Dr. Hillengass: So from the guidelines, it’s at least an X-ray plus an MRI at least of the spine and pelvis for the first diagnosis better than the X-ray is CT. But this is not in the guidelines yet. It is now allowed to do a CT or PET-CT to diagnose osteolysis and you will find earlier, or smaller osteolysis of course because of the higher sensitivity. The guidelines at the moment say skeletal survey plus MRI of spine and pelvis at first diagnosis and I think this is good. CT plus MRI of spine and pelvis is even better CT plus whole body, MRI is even more better and a PET-CT is also very good. I think it depends very much where you will leave, what the access is, or what you can have. So the minimal requirement is skeletal survey plus MRI of pelvis and spine.
Jenny: Well perfect. Dr. Hillengass we are so grateful that you took time to talk to us today. I think I’m going go talk to my radiologist because of our conversation. I’ll give them some work to do. But I think it’s so helpful for patients, especially newly diagnosed patients to know what they should be asking for and why it matters and use to explain that in really excellent ways. So we’re just very, very grateful that you took the time and we’re very thankful that you have patience with our technology.

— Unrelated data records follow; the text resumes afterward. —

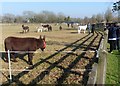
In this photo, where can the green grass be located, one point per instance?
(113, 63)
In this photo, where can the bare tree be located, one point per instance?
(108, 15)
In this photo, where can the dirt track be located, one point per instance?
(56, 65)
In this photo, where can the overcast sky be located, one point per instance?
(73, 9)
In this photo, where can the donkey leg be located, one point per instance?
(13, 56)
(30, 57)
(6, 57)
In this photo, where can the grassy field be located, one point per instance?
(53, 65)
(113, 63)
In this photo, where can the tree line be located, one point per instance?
(50, 17)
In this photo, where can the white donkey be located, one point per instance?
(82, 28)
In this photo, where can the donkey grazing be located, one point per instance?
(25, 29)
(82, 28)
(29, 45)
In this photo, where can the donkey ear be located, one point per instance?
(44, 37)
(40, 37)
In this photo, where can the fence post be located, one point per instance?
(9, 66)
(102, 64)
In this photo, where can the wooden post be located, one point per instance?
(9, 66)
(102, 64)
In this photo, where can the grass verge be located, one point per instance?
(112, 73)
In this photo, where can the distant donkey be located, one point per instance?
(25, 29)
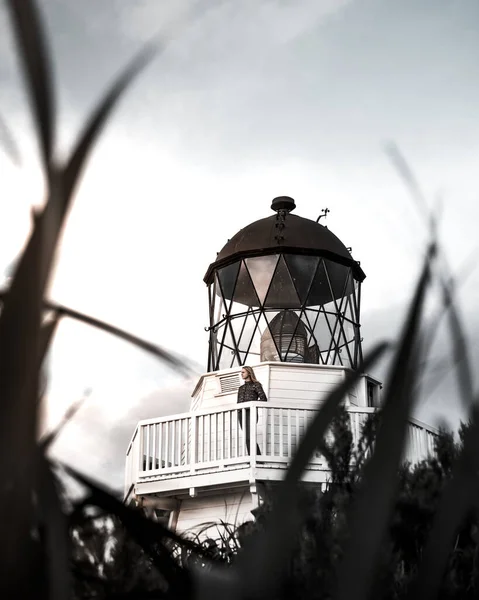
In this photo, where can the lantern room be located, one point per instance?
(284, 289)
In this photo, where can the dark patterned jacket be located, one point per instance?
(251, 391)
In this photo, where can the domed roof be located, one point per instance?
(294, 235)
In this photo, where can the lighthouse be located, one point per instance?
(284, 297)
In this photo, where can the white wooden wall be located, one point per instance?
(233, 508)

Dr. Hillengass: Thank you very much, it was my pleasure and my honor and I like your work very much. I found your homepage, your website, before we got in touch. I like it very much. It’s really, really important work you do because we researchers cannot do anything without the help of the patients because we have to examine patients to learn. And so you are also very, very helpful and very supportive and I could have done no study at all without the help of my patients and still are very grateful. I’m very grateful for the patients who are willing to support the research. They have benefit but we also have a benefit because we learn more about this this disease. Thank you also.
Jenny: We are just so happy that such smart people are working on this for us and we are thankful that you dedicated your life to multiple myeloma. We’re just so intensely grateful for it. Anyway we are just so thankful.
Dr. Hillengass: Thank you.
Jenny: Thank you for listening to Myeloma Crowd Radio. We believe that patients can help accelerate the discovery of a cure and we encourage you to become involved in part of the process.